Shareholders of Meta Platforms, the parent company of Facebook, Instagram and WhatsApp, sued Zuckerberg and other current and former company leaders, saying they continually violated a 2012 agreement between Facebook and the Federal Trade Commission to protect users’ data.
The case dates back to 2018, after it emerged that data from millions of Facebook users was accessed by Cambridge Analytica, a now-defunct political consulting firm that worked for Donald Trump’s successful campaign for U.S. president in 2016.
Shareholders want Zuckerberg and the other defendants to reimburse the company for more than $8 billion in fines and other costs paid by Meta after the Cambridge Analytica scandal came to light, including a record $5 billion fine imposed on Facebook by the FTC in 2019 for violating the 2012 agreement.
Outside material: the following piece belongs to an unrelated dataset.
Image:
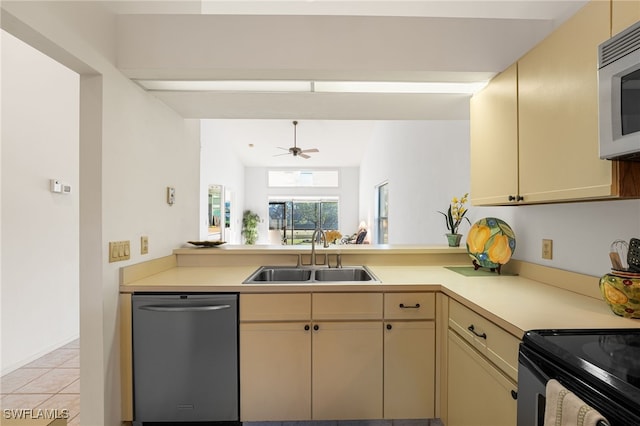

Defendants in the case include former Chief Operating Officer Sheryl Sandberg, venture capitalist and board member Marc Andreessen, as well as former board members Peter Thiel, the Palantir Technologies co-founder, and Reed Hastings, the co-founder of Netflix.
Zuckerberg and the other defendants, who declined to comment, have dismissed the allegations in court filings as “extreme claims.” Meta, which is not a defendant, also declined to comment.
The non-jury trial in Wilmington, Delaware, begins on Wednesday and is scheduled to last eight days. It will mostly focus on decade-old events and board meetings to determine how Facebook leaders implemented the 2012 agreement.
While the trial will cover long-ago policies, it comes as privacy concerns continue to dog Meta, which is under scrutiny for its training of AI models. The company says it has invested billions of dollars since 2019 in its program to safeguard users’ privacy.
Jason Kint, the head of Digital Content Next, a trade group for content providers, said the case will fill in details about what the board knew – and when – regarding the data of users, who now total more than 3 billion daily across Meta’s platforms. “There’s an argument we can’t avoid Facebook and Instagram in our lives,” he said. “Can we trust Mark Zuckerberg?”
Most Difficult Claims
Two years ago, the defendants sought to dismiss the case before trial, which the judge declined. “This is a case involving alleged wrongdoing on a truly colossal scale,” said Travis Laster, the judge handling the case at the time. The trial in the Court of Chancery will be overseen by Kathaleen McCormick.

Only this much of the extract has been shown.